Actualizado
El complejo tablero de alianzas internacionales de Santiago Abascal ha vivido este miércoles un momento destacable en los pasillos del Congreso de los Diputados. La portavoz de Vox, Pepa Rodríguez de Millán, se ha visto obligada a marcar distancias con el expresidente de Estados Unidos, Donald Trump, tras los recientes ataques de este hacia figuras clave para la formación española.
En declaraciones a los medios, Millán ha tildado de "poco comprensibles" las críticas vertidas por el mandatario estadounidense contra la primera ministra italiana, Giorgia Meloni, y el Papa León XIV. La controversia estalló después de que Trump cargara duramente contra la mandataria italiana en una entrevista, asegurando sobre ella: "Pensaba que tenía valor, me equivoqué".
El reproche de Trump llega tras la decisión de Italia de romper el acuerdo militar con Israel y el firme apoyo de Meloni al Pontífice frente a las arremetidas de Washington. Ante esto, Vox ha salido en tromba a proteger a su socia europea. Según Pepa Millán, "Meloni es una de las políticas más valientes, diría que en todo el mundo", subrayando que la italiana es una "aliada y amiga" de su partido.
Para la formación de Abascal, la actitud de la primera ministra responde a una cuestión de principios y defensa de la autonomía nacional. "Las naciones tienen derecho a proteger su soberanía, es el deber de todos los presidentes de cualquier gobierno occidental", ha recalcado la portavoz parlamentaria, defendiendo que los líderes deben priorizar los intereses de sus países por encima de las presiones exteriores.
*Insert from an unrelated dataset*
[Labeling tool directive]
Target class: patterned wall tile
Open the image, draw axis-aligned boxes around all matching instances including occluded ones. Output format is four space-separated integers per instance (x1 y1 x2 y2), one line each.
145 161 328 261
Otro punto de fricción relevante ha sido el trato de Trump hacia el Papa León XIV por sus llamadas a la paz. Vox ha defendido que la misión del Pontífice es "no someterse a ningún político". Millán ha sido tajante al respecto en su comparecencia: "El Papa y la Iglesia están para otras cosas, y los políticos tampoco tienen por qué controlarles a ellos". Asimismo, ha recordado que "la misión del Papa no es la de someterse al escrutinio de ningún político", rechazando cualquier intento de tutela por parte de la política estadounidense.
Este distanciamiento sitúa a Vox en una "disyuntiva comprometida", ya que tanto Trump como Meloni son pilares fundamentales de su red de apoyos internacionales. Aunque los de Abascal han sido criticados anteriormente por una supuesta "falta de autonomía" frente a EE. UU. en el contexto de la guerra de Irán, el partido ha decidido esta vez marcar su propio territorio.
Mientras que el líder de Vox afirmó ver "con gran esperanza" que el "régimen de los ayatolás pueda caer", el partido ha optado ahora por priorizar su lealtad a Meloni frente a la agresividad dialéctica de Trump. Este movimiento reafirma la sintonía de Vox con la mandataria italiana, a pesar de que la formación española se integró recientemente en el grupo europeo Patriotas, impulsado por el húngaro Viktor Orbán.